San Francisco, California - The United States filed a complaint to bar a San Francisco enrolled agent and tax return preparer from implementing, facilitating and promoting allegedly abusive tax shelters and tax avoidance schemes, the Justice Department announced today.
According to the complaint, which was filed in the U.S. District Court for the Northern District of California, one of the abusive tax avoidance schemes that Timothy Conn Vu promoted was a scheme that illegally avoided corporate income taxes on gains received from the sale of corporate assets, a so-called intermediary transaction tax shelter. Additionally, Vu promoted a scheme that illegally avoided taxes on the gains from selling transferrable state tax credits (the State Tax Credit tax shelter), which real estate project owners typically sell to raise money to develop real estate projects, according to the suit.
According to the complaint, in many instances Vu served as the sole officer, director and/or manager of the five companies that were used to carry out these schemes and he signed many of the documents on behalf of those companies.
In one version of the intermediary transaction described in the complaint, a company that Vu managed allegedly bought all of the stock of a closely held corporation shortly after that corporation had sold its assets to a third party. The asset sale generated capital gains tax. The complaint alleges that, once it owned the stock, the company that Vu managed allegedly offset the tax liability from the asset sale using a purported bad debt deduction based on bogus losses from a distressed asset debt (DAD) and/or distressed asset trust (DAT) tax shelter.
According to the suit, Vu, as an officer of the companies perpetrating these schemes, also signed and then filed with the Internal Revenue Service (IRS) many of the corporate income tax returns that claimed bogus losses to offset the income on which the corporations should have paid substantial federal taxes.
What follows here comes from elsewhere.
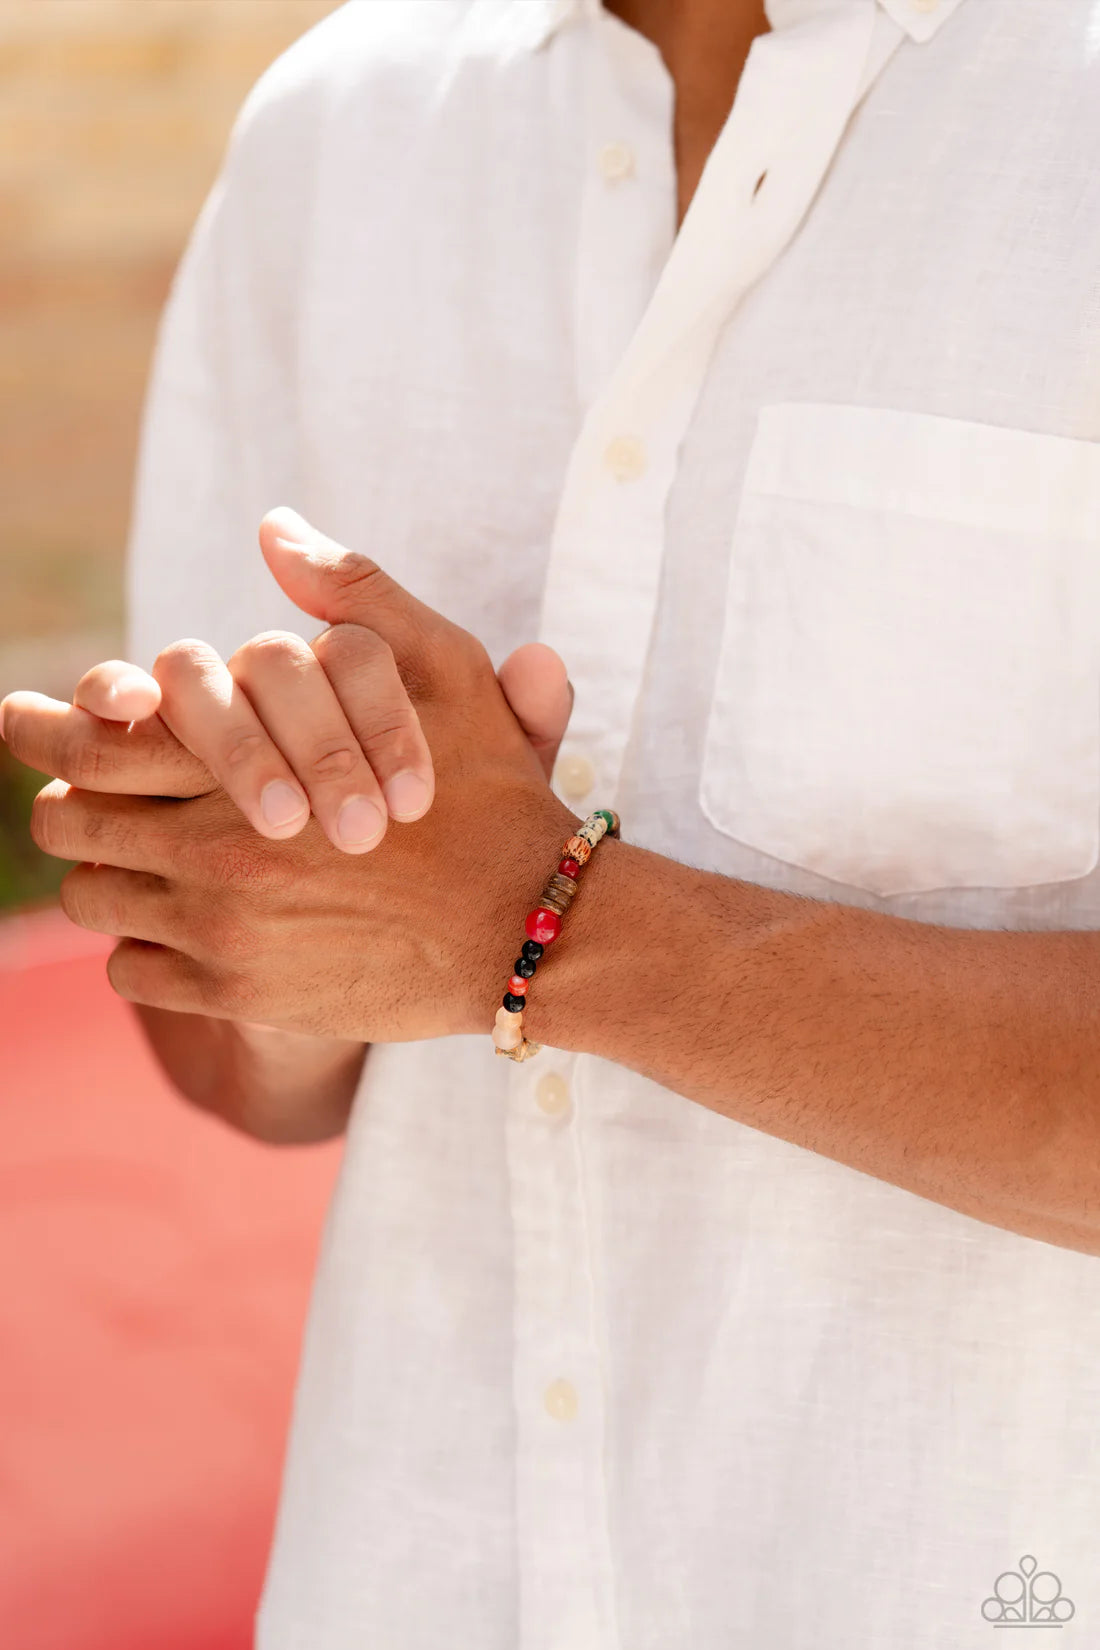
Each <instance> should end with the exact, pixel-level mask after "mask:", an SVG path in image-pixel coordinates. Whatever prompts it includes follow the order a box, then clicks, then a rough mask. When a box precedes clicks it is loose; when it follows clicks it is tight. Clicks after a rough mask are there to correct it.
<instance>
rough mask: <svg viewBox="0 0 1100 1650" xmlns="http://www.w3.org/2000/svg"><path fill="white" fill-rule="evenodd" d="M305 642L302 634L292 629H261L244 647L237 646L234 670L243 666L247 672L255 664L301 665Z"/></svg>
mask: <svg viewBox="0 0 1100 1650" xmlns="http://www.w3.org/2000/svg"><path fill="white" fill-rule="evenodd" d="M303 648H305V643H303V640H302V637H300V635H295V634H294V632H292V630H261V634H259V635H254V637H252V639H251V640H249V642H246V643H244V647H241V648H237V652H236V653H234V655H233V660H231V665H233V667H234V670H236V668H237V667H242V668H244V670H246V672H247V670H249V668H252V667H254V665H257V663H261V665H267V667H270V665H277V667H287V665H292V667H295V668H297V667H300V663H302V652H303Z"/></svg>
The complaint alleges that Vu’s participation in these abusive tax schemes has generated more than $515 million in bogus tax deductions that have led to federal income tax deficiencies of at least $129 million. For his role in the abusive transactions, Vu allegedly earned $3 million in compensation, according to the complaint. The lawsuit seeks to stop Vu from promoting these schemes in the future and to permanently bar him from preparing tax returns for others.